Huracán
Daniel Navarro
Sigo mirando al huracán. No está demasiado lejos.
El monitor indica que el centro empieza a abrir un ojo por lo que sospecho pronto me verá y sabrá que vigilo sus pasos.
"Se calcula virará al norte tan pronto un efecto en Campeche-Tabasco deje de operar, lo que anticipo sucederá en las próximas seis horas”, dice mi reporte, y lo firmo.
Sigo enervado en su movimiento.
Sé que me tiene en sus manos pero no cedo en mi empeño de hacerle constar mi presencia.
Salgo, reviso la maquinaria, la sonda, los sistemas de navegación.
Mi cabellera se levanta y dibuja una carrera ascendente, sostenida por la furiosa ráfaga que me golpea la cara.
Le intento dar una bofetada aunque no puedo, ni tampoco el dejar de llorar inconsolable.
Nos amamos por vez primera entre las aguas de una playa olvidada en el caribe de México. Por unos meses nuestra felicidad fue total hasta que inexplicablemente lo descubrí.
Deseaba irse.
Lo supe cuando la señal irrefutable se presentó a mi puerta y tocó levemente.

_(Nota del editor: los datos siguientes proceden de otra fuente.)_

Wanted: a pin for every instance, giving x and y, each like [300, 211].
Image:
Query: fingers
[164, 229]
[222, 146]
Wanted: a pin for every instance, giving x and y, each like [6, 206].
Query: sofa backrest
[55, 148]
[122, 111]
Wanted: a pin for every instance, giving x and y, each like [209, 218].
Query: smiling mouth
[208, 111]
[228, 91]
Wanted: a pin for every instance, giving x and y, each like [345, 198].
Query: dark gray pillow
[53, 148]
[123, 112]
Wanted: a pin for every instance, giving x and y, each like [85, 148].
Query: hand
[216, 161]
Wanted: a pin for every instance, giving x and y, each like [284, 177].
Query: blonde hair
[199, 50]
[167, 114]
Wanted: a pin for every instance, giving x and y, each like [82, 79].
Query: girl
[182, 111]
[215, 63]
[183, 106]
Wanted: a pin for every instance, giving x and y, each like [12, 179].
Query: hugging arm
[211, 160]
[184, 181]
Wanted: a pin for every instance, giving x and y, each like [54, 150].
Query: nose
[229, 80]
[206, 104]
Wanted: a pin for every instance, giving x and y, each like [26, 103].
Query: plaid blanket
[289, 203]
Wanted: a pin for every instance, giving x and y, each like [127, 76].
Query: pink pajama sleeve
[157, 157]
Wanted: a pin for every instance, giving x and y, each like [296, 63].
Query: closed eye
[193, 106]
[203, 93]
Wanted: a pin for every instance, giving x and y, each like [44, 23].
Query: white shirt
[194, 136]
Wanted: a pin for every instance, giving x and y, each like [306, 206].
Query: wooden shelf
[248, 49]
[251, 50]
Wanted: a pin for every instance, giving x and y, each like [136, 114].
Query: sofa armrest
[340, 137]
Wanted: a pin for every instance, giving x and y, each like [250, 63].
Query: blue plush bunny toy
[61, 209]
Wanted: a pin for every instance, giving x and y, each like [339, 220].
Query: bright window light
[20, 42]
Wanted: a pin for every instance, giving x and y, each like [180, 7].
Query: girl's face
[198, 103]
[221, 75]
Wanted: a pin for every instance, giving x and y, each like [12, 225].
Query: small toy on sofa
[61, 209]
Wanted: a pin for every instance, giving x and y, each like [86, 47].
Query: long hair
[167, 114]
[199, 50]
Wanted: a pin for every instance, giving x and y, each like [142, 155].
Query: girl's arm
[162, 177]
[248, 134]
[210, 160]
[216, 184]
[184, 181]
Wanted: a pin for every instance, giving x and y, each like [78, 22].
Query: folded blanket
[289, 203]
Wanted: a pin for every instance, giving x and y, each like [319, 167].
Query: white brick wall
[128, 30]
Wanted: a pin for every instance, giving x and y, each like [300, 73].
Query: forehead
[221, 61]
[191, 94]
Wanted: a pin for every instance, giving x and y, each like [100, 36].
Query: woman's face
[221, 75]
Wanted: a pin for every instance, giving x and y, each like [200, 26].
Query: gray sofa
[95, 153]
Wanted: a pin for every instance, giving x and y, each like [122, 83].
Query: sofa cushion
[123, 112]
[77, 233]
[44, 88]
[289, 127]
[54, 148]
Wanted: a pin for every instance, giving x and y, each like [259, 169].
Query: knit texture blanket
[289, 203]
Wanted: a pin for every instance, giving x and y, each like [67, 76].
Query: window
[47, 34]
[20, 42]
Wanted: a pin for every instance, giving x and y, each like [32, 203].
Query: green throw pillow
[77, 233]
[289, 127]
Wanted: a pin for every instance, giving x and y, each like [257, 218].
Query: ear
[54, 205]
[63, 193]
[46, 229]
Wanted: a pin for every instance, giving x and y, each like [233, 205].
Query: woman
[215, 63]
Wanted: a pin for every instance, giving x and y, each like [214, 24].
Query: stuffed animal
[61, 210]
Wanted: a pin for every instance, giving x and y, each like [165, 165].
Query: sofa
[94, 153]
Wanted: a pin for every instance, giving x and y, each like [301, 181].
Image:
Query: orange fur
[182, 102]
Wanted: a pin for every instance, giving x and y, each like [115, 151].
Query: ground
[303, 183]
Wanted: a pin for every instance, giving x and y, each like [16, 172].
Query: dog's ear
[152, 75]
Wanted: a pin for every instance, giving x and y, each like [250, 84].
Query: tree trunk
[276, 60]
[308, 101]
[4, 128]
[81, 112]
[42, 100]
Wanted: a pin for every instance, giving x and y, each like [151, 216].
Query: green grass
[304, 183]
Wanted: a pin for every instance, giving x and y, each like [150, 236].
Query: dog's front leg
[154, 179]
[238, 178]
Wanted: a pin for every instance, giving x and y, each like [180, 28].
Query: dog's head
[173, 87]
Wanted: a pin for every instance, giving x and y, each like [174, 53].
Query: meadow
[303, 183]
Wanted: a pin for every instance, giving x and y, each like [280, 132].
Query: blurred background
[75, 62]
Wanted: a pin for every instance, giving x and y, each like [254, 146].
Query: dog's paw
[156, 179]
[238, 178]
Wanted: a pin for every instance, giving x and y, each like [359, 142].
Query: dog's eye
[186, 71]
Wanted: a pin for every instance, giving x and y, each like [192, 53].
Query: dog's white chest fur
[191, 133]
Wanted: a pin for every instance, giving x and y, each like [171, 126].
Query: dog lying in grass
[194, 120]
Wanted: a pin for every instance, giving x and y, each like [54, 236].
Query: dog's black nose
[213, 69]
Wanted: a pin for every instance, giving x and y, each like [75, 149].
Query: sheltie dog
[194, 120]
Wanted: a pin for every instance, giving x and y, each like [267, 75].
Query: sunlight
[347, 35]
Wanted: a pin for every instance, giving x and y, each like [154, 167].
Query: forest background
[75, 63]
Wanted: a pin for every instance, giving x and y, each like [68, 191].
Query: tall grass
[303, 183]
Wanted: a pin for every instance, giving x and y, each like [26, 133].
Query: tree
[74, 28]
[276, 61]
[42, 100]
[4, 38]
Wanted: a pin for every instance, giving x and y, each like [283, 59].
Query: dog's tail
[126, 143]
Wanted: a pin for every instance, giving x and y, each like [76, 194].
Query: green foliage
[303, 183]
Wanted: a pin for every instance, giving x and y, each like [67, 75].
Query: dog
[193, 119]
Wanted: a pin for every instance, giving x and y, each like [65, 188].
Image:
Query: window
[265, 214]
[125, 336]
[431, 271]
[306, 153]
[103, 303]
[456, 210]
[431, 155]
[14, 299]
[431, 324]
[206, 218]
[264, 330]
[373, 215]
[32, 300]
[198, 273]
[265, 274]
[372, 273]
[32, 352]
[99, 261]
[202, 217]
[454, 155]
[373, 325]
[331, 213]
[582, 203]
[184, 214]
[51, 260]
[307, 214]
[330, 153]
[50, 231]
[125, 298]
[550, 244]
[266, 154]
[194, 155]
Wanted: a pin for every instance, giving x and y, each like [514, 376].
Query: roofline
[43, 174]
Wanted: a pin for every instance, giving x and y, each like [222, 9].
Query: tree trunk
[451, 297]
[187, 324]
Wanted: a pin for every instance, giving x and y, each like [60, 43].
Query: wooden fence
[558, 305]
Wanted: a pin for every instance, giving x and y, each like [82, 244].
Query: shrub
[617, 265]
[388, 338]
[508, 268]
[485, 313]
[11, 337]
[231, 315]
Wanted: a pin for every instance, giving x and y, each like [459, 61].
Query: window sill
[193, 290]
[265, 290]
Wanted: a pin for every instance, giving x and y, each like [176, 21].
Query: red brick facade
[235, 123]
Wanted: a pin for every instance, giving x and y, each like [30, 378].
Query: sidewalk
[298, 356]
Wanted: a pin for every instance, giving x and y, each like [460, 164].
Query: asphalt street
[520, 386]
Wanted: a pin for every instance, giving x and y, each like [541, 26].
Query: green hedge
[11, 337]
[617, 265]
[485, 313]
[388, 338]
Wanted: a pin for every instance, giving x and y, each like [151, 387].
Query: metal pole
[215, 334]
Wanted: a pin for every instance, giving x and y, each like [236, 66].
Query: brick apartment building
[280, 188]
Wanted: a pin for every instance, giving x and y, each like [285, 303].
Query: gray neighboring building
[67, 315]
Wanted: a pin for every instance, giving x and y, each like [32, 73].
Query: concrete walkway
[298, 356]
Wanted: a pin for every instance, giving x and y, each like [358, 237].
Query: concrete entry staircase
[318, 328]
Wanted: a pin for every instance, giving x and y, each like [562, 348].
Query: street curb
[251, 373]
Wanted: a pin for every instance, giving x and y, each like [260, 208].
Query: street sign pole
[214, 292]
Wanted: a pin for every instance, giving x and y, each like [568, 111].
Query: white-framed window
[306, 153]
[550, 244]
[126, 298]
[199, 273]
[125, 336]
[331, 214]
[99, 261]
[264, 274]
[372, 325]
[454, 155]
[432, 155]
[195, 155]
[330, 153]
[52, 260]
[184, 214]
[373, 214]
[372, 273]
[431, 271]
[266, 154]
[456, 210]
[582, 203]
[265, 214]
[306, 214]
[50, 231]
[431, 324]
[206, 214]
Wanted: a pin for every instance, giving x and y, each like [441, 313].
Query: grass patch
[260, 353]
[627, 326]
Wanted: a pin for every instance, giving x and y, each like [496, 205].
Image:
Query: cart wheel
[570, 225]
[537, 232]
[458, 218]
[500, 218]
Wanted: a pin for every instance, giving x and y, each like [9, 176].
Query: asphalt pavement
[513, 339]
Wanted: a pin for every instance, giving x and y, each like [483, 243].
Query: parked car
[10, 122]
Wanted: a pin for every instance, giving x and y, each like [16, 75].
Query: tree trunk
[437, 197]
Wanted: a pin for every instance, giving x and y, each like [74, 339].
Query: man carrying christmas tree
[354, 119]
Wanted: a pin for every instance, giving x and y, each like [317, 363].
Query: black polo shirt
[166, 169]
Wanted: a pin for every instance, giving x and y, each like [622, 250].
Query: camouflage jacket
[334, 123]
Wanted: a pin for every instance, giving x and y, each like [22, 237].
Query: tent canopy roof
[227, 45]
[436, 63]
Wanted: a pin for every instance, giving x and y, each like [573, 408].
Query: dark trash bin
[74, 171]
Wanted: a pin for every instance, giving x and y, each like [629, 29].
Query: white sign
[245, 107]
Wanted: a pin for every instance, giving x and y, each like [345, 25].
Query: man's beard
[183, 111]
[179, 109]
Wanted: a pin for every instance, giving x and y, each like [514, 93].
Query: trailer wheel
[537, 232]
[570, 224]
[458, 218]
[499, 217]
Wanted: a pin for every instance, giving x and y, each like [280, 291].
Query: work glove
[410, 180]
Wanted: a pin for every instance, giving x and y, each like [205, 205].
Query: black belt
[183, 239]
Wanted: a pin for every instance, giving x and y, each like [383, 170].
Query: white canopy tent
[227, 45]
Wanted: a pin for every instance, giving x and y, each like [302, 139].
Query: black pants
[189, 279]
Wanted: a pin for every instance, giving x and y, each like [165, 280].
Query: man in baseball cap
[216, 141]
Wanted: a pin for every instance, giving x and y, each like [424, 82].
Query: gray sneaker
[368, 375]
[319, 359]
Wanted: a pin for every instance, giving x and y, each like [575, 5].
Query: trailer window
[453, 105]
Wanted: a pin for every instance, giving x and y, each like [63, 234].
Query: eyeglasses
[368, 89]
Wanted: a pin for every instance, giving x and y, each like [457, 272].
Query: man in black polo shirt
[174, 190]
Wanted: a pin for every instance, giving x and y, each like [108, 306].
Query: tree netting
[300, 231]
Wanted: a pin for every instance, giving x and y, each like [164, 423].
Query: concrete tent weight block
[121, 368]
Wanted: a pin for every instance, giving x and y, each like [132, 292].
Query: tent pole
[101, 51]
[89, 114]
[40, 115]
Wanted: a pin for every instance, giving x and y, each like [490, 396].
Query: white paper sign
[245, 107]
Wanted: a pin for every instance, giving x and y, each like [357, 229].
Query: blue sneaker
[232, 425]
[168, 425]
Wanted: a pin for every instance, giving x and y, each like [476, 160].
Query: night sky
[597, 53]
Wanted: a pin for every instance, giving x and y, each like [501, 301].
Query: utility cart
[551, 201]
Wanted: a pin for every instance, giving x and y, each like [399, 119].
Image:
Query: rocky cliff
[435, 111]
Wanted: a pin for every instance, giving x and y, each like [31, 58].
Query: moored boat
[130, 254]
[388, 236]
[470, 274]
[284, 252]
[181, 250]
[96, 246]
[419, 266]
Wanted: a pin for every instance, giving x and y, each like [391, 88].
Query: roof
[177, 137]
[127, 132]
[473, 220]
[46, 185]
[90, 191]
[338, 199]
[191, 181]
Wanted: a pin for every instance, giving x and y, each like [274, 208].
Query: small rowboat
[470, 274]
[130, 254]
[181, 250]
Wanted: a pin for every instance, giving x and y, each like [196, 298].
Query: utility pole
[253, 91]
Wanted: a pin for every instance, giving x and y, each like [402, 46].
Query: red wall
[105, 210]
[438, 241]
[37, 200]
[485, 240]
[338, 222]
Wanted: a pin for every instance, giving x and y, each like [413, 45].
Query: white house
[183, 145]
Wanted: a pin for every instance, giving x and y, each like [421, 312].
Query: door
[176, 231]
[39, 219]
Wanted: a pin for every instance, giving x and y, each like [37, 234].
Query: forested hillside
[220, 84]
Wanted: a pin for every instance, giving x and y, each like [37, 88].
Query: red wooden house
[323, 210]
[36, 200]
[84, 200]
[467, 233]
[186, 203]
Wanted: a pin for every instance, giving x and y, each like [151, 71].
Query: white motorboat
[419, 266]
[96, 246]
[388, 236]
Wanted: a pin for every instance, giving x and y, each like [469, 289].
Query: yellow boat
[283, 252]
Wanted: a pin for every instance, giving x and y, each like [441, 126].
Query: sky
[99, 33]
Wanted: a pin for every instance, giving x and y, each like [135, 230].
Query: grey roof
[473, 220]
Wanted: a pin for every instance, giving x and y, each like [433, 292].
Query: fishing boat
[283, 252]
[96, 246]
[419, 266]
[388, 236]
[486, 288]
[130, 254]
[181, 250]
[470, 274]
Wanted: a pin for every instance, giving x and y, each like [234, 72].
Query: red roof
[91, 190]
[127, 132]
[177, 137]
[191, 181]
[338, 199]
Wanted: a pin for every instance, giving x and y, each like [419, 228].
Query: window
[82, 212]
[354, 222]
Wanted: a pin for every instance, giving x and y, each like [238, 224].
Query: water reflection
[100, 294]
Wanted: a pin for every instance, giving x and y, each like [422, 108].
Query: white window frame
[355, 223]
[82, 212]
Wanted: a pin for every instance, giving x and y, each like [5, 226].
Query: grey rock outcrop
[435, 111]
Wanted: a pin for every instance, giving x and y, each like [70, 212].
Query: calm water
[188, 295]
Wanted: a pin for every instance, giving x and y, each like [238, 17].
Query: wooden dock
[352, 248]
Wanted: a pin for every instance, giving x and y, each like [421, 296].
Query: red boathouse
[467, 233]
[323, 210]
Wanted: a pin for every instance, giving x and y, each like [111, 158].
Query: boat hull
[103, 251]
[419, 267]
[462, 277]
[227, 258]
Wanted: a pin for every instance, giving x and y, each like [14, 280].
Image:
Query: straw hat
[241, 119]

Primero no quise hacer caso, pero luego los golpes eran tan ruidosos, contundentes, secos, que no pude ignorarlos.
Era poco lo que mantenía viva nuestra esperanza.
Al terminar de correr las simulaciones con los modelos, envío un último pronóstico: "Ninguno de tres indican un ajuste adecuado, los vientos serán de 90 nudos, alcanzando ráfagas de 127 durante la noche. Sin embargo, es urgente obtener datos in situ.
Solicito autorización.
Forecaster Stewart. NOAA, National Hurricane Center, 21 de septiembre 2002"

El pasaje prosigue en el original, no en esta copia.